ABATTU FROIDEMENT À L’UAC: Théophile DJAHO immortalisé par ses pairs.-NordBenin.

Au mauvais endroit et au mauvais moment ce jour là : Théophile DJAHO repose depuis samedi dernier dans sa dernière demeure. Suite à une manifestation d’humeur des étudiants au sujet du Covid_19, l’intervention policière fut sollicitée pour maitriser les ardeurs. C’est dans cette atmosphère tendue que le jeune étudiant a trouvé la mort.
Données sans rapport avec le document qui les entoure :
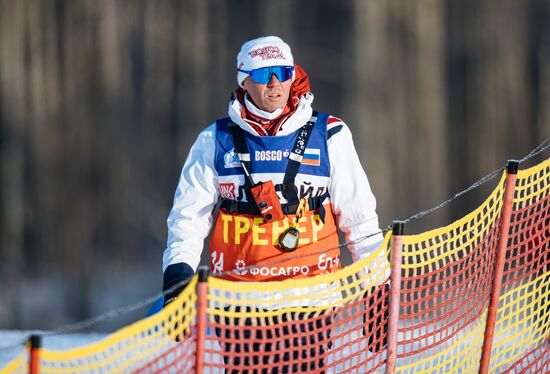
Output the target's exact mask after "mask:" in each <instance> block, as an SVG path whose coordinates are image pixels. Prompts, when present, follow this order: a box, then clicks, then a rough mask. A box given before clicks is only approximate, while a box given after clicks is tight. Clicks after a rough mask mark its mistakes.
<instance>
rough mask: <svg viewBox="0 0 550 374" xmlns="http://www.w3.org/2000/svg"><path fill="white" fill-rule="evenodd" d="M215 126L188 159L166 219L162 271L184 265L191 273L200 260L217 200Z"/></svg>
mask: <svg viewBox="0 0 550 374" xmlns="http://www.w3.org/2000/svg"><path fill="white" fill-rule="evenodd" d="M215 136H216V134H215V124H213V125H211V126H209V127H208V128H206V129H205V130H204V131H202V132H201V133H200V134H199V136H198V138H197V140H196V141H195V143H194V144H193V146H192V147H191V150H190V151H189V155H188V156H187V160H186V161H185V164H184V165H183V169H182V172H181V176H180V179H179V182H178V186H177V189H176V193H175V196H174V204H173V206H172V210H171V211H170V215H169V216H168V220H167V223H168V243H167V247H166V249H165V251H164V256H163V266H162V270H163V272H164V271H165V270H166V268H167V267H168V266H170V265H173V264H179V263H184V264H187V265H189V266H190V267H191V268H192V269H193V271H196V270H197V267H198V266H199V262H200V259H201V253H202V249H203V243H204V239H205V238H206V237H207V236H208V233H209V232H210V228H211V227H212V220H213V217H212V211H213V209H214V206H215V205H216V202H217V200H218V194H219V192H218V174H217V172H216V169H215V168H214V153H215Z"/></svg>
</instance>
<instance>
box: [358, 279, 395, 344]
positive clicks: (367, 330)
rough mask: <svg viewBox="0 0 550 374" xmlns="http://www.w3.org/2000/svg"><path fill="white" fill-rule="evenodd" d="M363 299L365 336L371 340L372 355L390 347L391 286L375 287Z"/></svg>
mask: <svg viewBox="0 0 550 374" xmlns="http://www.w3.org/2000/svg"><path fill="white" fill-rule="evenodd" d="M363 299H364V300H365V311H364V312H363V336H366V337H368V339H369V340H368V344H367V349H368V350H369V351H370V352H372V353H378V352H380V351H382V350H383V349H384V348H385V347H386V346H387V345H388V317H389V309H390V308H389V305H390V285H389V284H387V283H385V284H380V285H377V286H373V287H372V288H371V289H370V292H369V291H367V292H365V293H364V294H363ZM367 300H368V301H367ZM382 336H383V337H382ZM381 337H382V338H381Z"/></svg>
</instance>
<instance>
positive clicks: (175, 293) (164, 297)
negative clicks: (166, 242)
mask: <svg viewBox="0 0 550 374" xmlns="http://www.w3.org/2000/svg"><path fill="white" fill-rule="evenodd" d="M193 274H194V271H193V269H192V268H191V266H189V265H187V264H186V263H184V262H180V263H177V264H172V265H170V266H168V267H167V268H166V270H165V271H164V276H163V279H162V292H163V293H164V306H166V305H168V304H169V303H171V302H172V301H174V299H175V298H176V297H178V295H179V294H180V293H181V291H183V289H184V288H185V287H186V286H187V285H188V284H189V282H190V281H191V278H192V277H193Z"/></svg>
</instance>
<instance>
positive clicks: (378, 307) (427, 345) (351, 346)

Cet acte fait suite à une balle perdue d’un policier.

Étudiant en première année de géographie, Théophile Djaho a désormais une place sur l’Université d’Abomey-Calavi dédiée en sa mémoire: PLACE THÉOPHILE DJAHO. La Fédération Nationale des Étudiants du Bénin (Fneb) entend le martyriser de cette façon. La mandature 2019-2020 de la fédération n’a visiblement que ce moyen pour rendre un hommage mérité à Théophile. Au bout des enquêtes, le policier meurtrier n’a pas été identifié pour qu’on tente une justice conformément à la loi en mémoire de l’étudiant.
Laissant dans la douleur parents, proches et alliés fédérés, la mort de cet étudiant doit interpeller tout acteur du monde estudiantin. Que valent les mouvements d’humeur à l’UAC si elles doivent être soldée par des morts d’acteurs ? Cette mort-ci sonne telle pour donner raison à l’autre qui affirmait :  » On n’affronte pas l’État « . Tout en conservant le droit de manifester aux étudiants et celui de préserver la sécurité aux autorités universitaires, trouver le juste milieu des choses s’impose. Car de telles morts n’honorent ni le mouvement étudiant ni l’administration.
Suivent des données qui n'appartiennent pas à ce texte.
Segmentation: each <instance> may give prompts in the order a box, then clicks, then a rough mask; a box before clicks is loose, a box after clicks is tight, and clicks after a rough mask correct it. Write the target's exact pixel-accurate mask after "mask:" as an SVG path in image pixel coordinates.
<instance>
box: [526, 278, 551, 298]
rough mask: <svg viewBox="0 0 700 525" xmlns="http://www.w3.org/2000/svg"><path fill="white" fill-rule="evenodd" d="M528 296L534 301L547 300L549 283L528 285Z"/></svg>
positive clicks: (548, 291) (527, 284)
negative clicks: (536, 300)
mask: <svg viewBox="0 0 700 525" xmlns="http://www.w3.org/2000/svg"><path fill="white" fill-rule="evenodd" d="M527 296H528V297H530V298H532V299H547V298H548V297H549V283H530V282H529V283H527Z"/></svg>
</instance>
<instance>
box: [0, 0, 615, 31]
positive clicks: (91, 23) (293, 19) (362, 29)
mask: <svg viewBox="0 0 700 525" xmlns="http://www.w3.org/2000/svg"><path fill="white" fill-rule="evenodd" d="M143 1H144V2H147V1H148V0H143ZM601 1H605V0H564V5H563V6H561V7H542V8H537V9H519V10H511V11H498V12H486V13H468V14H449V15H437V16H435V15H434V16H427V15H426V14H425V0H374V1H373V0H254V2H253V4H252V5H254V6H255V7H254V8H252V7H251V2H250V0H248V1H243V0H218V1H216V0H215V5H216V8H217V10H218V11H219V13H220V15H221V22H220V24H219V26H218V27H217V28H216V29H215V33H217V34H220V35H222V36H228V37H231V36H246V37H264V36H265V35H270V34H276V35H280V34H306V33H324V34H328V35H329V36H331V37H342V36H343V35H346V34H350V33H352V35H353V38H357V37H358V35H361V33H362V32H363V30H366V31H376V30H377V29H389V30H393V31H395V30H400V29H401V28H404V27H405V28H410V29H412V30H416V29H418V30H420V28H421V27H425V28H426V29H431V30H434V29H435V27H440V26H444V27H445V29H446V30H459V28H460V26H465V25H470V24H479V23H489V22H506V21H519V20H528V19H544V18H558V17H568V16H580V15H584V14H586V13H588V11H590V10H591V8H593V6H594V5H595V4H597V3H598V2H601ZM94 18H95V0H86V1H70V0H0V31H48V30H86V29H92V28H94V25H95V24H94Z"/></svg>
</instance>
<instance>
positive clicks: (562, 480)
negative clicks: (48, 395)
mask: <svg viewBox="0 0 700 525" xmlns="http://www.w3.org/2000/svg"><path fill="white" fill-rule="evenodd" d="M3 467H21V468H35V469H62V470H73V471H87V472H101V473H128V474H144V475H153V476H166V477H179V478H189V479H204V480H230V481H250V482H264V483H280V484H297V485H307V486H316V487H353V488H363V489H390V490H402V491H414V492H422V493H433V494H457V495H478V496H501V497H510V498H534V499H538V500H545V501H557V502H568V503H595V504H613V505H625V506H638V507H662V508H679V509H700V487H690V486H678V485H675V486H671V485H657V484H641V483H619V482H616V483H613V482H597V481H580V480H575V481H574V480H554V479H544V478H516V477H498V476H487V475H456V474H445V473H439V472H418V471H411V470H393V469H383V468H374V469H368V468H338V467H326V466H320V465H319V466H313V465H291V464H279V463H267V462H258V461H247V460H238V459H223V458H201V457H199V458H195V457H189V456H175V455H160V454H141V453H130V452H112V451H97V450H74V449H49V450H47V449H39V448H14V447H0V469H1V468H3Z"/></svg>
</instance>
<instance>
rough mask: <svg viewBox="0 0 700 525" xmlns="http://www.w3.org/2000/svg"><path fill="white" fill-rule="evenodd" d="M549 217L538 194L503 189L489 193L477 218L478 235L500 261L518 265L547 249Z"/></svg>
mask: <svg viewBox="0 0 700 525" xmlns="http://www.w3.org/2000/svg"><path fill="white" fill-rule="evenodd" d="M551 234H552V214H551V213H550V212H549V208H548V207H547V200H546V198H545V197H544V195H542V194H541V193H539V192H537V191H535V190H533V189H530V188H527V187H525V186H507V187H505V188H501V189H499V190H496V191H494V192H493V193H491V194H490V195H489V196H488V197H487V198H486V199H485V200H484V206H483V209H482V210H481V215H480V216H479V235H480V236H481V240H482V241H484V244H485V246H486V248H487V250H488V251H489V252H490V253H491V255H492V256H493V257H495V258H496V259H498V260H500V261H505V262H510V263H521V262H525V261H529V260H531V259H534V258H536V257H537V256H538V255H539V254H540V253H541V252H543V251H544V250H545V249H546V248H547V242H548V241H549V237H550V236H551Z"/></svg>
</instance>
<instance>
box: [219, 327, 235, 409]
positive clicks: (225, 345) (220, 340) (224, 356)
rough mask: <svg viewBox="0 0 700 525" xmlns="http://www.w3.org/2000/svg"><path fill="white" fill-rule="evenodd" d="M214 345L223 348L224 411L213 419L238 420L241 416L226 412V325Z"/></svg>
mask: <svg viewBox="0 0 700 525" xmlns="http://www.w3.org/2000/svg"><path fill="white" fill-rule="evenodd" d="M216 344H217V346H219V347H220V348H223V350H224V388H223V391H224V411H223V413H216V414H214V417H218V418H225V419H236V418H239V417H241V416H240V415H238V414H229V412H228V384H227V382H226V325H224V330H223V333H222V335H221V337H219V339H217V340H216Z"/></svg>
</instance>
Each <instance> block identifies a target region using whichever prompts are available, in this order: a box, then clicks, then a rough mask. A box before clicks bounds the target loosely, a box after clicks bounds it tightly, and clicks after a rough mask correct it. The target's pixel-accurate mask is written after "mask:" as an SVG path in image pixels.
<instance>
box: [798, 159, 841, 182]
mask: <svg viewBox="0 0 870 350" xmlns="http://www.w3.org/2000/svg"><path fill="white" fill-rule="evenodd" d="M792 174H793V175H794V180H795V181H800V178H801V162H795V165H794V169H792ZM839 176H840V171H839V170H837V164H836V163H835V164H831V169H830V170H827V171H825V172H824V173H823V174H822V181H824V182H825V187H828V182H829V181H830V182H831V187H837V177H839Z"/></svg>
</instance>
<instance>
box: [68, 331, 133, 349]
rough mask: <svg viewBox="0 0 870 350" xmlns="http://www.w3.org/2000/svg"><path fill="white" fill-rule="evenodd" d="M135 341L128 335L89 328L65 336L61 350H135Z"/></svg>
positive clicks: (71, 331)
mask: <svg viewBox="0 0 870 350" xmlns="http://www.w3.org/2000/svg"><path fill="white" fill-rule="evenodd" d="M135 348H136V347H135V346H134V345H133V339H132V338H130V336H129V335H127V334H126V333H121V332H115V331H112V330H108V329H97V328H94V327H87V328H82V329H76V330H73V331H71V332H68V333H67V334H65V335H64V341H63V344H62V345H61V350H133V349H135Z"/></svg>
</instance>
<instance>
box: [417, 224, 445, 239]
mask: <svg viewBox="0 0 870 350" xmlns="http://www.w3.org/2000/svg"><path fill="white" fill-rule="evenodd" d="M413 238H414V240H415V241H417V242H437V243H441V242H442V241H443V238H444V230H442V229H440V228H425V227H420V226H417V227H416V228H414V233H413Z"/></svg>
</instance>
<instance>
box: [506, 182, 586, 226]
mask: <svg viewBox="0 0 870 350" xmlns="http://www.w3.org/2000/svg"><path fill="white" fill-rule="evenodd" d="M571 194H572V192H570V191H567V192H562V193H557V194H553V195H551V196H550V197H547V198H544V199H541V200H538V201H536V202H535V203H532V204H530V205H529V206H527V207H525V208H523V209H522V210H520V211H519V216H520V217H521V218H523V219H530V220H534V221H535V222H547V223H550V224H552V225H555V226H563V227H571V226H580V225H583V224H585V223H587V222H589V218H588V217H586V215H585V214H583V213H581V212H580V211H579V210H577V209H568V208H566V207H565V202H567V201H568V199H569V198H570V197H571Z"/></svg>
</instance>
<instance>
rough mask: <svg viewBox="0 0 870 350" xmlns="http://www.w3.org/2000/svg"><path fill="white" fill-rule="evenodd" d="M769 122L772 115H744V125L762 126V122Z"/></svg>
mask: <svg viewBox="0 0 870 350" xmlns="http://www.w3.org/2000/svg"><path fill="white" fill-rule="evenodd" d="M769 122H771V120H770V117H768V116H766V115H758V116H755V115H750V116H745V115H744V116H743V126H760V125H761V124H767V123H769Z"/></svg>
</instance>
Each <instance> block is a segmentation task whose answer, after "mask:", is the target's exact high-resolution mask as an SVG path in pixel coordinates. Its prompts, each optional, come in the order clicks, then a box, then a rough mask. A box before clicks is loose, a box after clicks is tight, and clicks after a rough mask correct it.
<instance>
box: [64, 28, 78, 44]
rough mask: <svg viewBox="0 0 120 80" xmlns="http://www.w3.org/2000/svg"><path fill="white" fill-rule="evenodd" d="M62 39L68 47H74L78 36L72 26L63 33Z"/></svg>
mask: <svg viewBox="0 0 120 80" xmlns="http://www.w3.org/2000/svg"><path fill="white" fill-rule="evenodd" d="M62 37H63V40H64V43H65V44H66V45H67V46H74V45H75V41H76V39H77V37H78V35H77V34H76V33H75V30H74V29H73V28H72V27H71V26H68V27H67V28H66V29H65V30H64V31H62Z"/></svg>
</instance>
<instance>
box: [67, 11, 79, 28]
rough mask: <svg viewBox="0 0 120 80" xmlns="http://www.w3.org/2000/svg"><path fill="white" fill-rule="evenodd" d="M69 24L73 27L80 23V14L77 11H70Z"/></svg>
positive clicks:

Les associations d’étudiants à caractère syndical se doivent de changer le fusil d’épaule. Si l’on constate l’effritement de l’action syndicale estudiantine de plus en plus aujourd’hui, il y a bien des raisons. Et des morts comme celle de Théophile DJAHO constituent bien de raisons non négligeables. « Seule la lutte paye », dit-on. Mais mieux vaut vivre pour jouir des fruits de ses luttes, estime l’autre.
L’Unseb, la fneb et l’ Uneb doivent tenir compte du caractère sacré de leur capital humain en l’éduquant quant aux voies de revendications. Et même s’il faille aller aux débrayages, elles devront cadrer leur troupe à surtout observer les mesures de respect de la quiétude des uns et des autres.
Comme pour croire en son petit nom Dieudonné. Dieu a donné, Dieu a repris. Que l’âme du patriarche repose en paix!